One other option would be to use this slightly hacky approach here (the second, “sequential” script):
You do a run, check the results, change some parameter of the model, and then run the model again, without recompiling anything. This means that each run starts again from 0s, but that might not be a problem for you? You can keep, e.g., synaptic weights if you use the same mechanism to initialize them, and then set them for each run with the previous run’s values.
Will the PoissonGroup run with 0Hz or 15Hz. The printout after “initialize_parameter” still print 0Hz instead of 15Hz. After executing run() command, the print out is 15*Hz. Did I do it correctly?
Hi @DavidKing2020 . Yes, this is correct, it will use 15Hz.

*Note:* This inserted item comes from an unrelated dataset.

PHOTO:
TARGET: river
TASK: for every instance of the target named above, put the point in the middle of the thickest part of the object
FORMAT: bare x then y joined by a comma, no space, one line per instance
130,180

The initialize_parameter/set_parameter_value function directly set the values in the generated C++ code which is only executed when you call run. Before that, the code on the Python side does not know what the value will be. The solution in my gist is a bit hacky, there would be ways to make this work in a more intuitive way.
However, I am not 100% sure whether it will correctly broadcast the scalar value to an array here. To be on the safe side, try to always set the array with the size of the group, e.g. here you’d use initialize_parameter(input.rates, np.ones(N)*15*Hz).